Asisten II Perekonomian dan Pembangunan Kabupaten Lingga, Drs. Zainal Abidin, M.Pd., menyebut kegiatan ini merupakan wujud tanggung jawab pemerintah terhadap masyarakat. "Pasar sembako murah ini merupakan bentuk kepedulian dan tanggung jawab pemerintah kepada masyarakat. Kami berharap kegiatan ini dapat membantu meringankan kebutuhan masyarakat, khususnya dalam memenuhi kebutuhan pokok sehari-hari," ujarnya di sela acara.
Mengapa Digelar di Pantai Armifa?
Pemilihan lokasi bukan tanpa alasan.
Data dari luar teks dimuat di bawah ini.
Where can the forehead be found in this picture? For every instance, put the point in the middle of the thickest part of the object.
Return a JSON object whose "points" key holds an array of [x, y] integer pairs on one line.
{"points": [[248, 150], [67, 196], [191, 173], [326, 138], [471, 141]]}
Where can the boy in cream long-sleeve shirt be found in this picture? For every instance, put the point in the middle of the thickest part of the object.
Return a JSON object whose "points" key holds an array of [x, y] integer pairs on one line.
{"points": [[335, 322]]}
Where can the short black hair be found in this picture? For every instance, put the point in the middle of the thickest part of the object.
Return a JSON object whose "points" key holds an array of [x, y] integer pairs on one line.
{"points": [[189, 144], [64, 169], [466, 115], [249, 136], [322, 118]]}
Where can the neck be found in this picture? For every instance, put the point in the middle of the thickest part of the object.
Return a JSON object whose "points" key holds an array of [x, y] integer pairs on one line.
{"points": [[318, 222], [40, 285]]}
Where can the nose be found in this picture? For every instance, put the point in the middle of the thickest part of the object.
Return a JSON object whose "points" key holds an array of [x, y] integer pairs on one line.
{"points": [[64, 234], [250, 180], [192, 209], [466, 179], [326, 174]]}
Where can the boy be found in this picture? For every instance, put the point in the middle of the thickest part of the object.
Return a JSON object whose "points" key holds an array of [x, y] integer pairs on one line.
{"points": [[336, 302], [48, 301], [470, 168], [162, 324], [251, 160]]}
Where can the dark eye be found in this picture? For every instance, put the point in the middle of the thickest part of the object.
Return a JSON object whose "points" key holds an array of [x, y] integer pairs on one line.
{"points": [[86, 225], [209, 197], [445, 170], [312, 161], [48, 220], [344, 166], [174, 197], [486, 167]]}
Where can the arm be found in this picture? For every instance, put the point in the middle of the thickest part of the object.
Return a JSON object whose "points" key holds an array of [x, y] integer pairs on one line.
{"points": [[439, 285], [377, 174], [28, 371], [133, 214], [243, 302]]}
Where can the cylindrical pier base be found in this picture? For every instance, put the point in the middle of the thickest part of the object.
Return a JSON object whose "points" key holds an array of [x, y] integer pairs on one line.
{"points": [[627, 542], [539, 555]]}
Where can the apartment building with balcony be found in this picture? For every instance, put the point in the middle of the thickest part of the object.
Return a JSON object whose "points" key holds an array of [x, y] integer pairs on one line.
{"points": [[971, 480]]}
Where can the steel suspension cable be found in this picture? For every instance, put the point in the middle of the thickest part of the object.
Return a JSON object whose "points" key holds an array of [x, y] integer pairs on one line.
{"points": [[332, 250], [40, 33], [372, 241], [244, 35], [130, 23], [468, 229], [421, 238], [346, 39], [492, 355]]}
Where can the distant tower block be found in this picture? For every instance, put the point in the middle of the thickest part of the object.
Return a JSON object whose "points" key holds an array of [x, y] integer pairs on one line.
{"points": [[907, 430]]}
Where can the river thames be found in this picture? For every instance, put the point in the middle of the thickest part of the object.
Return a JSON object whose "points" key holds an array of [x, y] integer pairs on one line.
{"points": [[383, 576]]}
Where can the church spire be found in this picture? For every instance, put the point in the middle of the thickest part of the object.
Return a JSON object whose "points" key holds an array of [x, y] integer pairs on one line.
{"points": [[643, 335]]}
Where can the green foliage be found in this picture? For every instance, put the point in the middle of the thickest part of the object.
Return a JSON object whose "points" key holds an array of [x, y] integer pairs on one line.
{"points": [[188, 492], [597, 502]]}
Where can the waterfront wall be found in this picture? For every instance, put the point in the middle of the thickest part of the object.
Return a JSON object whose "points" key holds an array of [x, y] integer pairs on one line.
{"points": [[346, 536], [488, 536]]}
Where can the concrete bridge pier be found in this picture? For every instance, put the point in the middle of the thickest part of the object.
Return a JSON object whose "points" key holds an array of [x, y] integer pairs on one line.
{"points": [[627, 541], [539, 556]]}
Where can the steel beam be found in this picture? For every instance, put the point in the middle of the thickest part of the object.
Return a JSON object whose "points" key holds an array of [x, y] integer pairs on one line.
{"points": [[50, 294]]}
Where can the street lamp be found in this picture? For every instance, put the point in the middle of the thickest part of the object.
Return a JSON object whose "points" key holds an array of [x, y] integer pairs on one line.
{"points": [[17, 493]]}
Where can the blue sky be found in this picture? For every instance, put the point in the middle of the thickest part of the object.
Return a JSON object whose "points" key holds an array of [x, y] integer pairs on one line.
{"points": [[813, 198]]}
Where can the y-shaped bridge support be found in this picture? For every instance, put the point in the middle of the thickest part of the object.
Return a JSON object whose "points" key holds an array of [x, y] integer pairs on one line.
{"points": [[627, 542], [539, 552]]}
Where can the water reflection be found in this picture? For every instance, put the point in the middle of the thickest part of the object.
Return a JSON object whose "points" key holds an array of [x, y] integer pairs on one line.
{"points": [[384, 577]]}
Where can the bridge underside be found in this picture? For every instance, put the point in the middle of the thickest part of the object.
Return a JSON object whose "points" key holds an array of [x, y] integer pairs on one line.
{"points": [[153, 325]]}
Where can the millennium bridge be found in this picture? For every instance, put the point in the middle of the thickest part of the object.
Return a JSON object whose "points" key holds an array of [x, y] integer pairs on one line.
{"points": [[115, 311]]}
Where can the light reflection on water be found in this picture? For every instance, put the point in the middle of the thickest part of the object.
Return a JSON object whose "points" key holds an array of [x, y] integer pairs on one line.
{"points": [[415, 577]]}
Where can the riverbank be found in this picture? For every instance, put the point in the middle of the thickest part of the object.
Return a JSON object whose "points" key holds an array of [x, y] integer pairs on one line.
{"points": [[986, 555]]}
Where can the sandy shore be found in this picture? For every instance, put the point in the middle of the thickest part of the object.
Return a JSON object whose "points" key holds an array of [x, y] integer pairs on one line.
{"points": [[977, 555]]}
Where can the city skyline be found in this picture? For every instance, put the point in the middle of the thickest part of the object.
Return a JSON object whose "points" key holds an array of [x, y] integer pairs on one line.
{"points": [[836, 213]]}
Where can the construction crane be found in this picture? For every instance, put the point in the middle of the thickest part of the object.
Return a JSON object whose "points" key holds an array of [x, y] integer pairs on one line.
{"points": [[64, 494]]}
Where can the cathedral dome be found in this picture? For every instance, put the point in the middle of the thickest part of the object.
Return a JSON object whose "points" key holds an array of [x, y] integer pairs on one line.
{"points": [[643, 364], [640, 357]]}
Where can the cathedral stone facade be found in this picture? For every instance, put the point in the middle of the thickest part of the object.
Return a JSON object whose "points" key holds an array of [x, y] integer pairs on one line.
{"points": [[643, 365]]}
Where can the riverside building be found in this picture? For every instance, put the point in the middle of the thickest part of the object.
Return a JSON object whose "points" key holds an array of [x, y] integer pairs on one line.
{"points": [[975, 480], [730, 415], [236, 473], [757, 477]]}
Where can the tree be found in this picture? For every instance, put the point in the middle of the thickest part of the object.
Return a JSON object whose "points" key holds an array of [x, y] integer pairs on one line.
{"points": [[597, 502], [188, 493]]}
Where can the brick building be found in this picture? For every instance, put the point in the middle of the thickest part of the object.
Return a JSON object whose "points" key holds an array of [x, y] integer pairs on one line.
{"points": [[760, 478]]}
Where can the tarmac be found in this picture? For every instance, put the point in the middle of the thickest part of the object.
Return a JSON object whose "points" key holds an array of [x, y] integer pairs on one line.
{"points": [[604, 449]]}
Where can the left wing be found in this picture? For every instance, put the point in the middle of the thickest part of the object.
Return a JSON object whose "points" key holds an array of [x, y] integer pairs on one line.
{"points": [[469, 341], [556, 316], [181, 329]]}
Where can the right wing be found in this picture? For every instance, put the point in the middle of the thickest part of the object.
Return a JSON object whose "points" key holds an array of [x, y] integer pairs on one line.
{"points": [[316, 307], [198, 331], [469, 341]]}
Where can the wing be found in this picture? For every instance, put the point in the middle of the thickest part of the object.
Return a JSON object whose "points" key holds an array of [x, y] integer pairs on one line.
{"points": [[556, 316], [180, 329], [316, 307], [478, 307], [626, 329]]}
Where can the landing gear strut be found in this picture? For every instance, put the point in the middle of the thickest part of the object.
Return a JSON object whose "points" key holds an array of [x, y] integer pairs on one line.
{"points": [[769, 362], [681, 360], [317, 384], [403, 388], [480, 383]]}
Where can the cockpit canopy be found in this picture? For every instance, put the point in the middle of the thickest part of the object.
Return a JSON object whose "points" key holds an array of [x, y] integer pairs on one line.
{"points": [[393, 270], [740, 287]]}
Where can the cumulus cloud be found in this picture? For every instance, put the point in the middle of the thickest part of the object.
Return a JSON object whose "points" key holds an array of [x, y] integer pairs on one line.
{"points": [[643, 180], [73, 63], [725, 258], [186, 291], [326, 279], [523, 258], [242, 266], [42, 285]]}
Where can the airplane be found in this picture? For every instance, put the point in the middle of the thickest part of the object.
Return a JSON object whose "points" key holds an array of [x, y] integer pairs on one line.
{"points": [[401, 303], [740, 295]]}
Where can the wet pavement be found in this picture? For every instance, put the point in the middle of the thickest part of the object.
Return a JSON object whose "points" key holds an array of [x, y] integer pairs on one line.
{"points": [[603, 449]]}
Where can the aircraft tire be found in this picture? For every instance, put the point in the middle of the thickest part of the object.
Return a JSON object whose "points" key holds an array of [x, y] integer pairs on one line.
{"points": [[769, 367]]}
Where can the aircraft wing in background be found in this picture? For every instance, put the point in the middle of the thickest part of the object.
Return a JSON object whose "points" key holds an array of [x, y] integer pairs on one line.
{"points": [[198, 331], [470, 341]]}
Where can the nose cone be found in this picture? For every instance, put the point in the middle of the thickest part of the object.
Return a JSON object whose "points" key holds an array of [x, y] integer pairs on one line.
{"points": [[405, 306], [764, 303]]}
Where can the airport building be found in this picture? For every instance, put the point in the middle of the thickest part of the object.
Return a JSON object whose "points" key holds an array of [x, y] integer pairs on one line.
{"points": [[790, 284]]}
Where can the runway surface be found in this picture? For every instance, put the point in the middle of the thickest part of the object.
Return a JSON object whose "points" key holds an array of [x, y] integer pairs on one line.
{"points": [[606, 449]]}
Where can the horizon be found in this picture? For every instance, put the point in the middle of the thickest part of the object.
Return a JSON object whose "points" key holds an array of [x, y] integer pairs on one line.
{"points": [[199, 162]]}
Pemerintah ingin memanfaatkan momen Mandi Safar yang sudah menjadi tradisi tahunan warga untuk menggerakkan ekonomi lokal sekaligus memperkenalkan potensi wisata Desa Mepar.
Pantai Armifa pun ramai dikunjungi warga yang tidak hanya berburu sembako murah, tetapi juga menikmati suasana libur dan menyaksikan pertandingan sepak bola pantai. Perpaduan antara belanja kebutuhan pokok, kegiatan budaya, dan olahraga membuat lokasi ini menjadi ruang berkumpul yang hidup.
Kehadiran Pejabat dan Aparat di Lokasi
Kegiatan ini turut dihadiri Kasatpol PP dan Damkar Kabupaten Lingga Dody Suhendra, S.STP., jajaran Kejaksaan Negeri Lingga, Kabag Hukum Setda Kabupaten Lingga, serta personel Polsek Daik Lingga. Kehadiran aparat penegak hukum memberikan rasa aman bagi warga yang berbelanja.
Antusiasme warga terlihat sepanjang acara. Mereka tidak hanya memanfaatkan harga murah, tetapi juga ikut meramaikan rangkaian kegiatan yang telah disiapkan panitia.
Harapan untuk Stabilitas Harga dan Pariwisata
Pemkab Lingga berharap program ini bisa berkelanjutan. Selain menjaga stabilitas harga dan meningkatkan daya beli masyarakat, kegiatan serupa dinilai mampu mengembangkan potensi ekonomi dan pariwisata di Kabupaten Lingga.
Melalui kolaborasi antara pemerintah daerah, perusahaan, dan masyarakat, kegiatan ini menjadi contoh penguatan gotong royong dalam menghadapi tekanan ekonomi.